Brimades sexistes, mots rabaissants, harcèlement moral… Les étudiants en orthophonie de Besançon racontent subir des pressions au quotidien de la part de certains membres de l’équipe pédagogique depuis 2005. En octobre dernier, eux et leurs enseignants ont adressé une lettre à la Présidence de l’Université pour alerter sur la situation. D’abord suspendus, les enseignants incriminés ont été disculpés par l’enquête administrative diligentée par le ministère. Ils ont dernièrement été autorisés à réintégrer l’école, ce qui inquiète les étudiants.
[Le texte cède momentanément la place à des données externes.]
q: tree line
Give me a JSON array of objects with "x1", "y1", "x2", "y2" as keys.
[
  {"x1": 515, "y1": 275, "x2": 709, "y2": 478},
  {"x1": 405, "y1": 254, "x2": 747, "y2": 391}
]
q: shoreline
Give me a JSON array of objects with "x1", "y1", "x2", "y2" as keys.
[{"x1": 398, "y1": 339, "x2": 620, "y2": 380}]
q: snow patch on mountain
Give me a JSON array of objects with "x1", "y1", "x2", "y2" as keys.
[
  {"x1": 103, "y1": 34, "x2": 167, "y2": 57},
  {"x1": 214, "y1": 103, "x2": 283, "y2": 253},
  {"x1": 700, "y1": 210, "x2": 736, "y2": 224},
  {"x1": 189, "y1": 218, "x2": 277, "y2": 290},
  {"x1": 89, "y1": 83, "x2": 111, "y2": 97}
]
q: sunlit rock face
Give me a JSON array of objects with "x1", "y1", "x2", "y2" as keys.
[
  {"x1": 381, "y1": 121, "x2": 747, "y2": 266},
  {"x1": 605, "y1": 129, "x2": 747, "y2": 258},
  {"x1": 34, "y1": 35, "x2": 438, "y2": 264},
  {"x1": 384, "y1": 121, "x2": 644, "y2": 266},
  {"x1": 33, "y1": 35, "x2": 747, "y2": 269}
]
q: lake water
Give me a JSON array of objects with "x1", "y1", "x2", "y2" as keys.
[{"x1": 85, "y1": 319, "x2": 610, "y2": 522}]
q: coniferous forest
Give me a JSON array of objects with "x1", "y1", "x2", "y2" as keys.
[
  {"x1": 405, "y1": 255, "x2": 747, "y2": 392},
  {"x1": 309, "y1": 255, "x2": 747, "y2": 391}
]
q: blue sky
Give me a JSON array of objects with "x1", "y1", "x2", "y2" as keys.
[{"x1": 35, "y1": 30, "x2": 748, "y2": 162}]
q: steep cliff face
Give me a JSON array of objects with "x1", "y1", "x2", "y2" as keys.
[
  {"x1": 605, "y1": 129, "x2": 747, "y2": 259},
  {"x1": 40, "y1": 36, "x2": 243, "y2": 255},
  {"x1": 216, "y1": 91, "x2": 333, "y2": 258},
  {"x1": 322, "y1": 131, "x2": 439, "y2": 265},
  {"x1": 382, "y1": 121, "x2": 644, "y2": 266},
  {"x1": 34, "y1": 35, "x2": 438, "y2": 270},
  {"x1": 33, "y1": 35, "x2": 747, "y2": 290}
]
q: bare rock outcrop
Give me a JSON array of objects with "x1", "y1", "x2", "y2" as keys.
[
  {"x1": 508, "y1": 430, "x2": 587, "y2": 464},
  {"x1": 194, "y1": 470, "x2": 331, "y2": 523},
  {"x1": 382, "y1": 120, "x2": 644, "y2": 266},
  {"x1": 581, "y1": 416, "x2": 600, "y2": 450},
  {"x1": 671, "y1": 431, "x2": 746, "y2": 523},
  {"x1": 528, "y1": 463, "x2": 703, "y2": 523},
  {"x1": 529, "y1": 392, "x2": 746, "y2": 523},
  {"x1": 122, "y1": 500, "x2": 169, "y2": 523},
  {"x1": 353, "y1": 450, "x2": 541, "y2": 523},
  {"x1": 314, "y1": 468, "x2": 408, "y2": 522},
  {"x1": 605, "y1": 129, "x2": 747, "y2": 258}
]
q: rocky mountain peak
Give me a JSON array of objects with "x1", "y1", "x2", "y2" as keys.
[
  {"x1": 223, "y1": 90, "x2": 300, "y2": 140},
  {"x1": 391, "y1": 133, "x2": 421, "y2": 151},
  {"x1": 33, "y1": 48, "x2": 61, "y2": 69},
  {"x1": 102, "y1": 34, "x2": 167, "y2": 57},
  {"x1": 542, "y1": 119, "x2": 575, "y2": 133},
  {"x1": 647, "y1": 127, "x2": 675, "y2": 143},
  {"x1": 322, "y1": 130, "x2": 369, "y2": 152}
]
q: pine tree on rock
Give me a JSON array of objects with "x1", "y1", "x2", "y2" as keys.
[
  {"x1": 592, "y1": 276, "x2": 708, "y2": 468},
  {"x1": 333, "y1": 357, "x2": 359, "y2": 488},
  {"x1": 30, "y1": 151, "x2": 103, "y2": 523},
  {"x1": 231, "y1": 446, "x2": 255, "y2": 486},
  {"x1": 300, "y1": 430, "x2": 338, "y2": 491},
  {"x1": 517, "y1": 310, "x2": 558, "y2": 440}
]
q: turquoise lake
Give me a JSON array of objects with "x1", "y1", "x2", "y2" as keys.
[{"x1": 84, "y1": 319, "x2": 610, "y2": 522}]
L’histoire commence en septembre 2020. Au cours de leurs stages en immersion dans le monde professionnel, plusieurs étudiants en orthophonie au CFUO (Centre de Formation Universitaire en Orthophonie) de Besançon se confient à leurs maitres de stage sur leurs conditions d’étude. Ils se plaignent d’une grosse charge de travail, mais surtout de réflexions désobligeantes, de harcèlement moral et de chantage au redoublement de la part de certains membres de l’équipe pédagogique.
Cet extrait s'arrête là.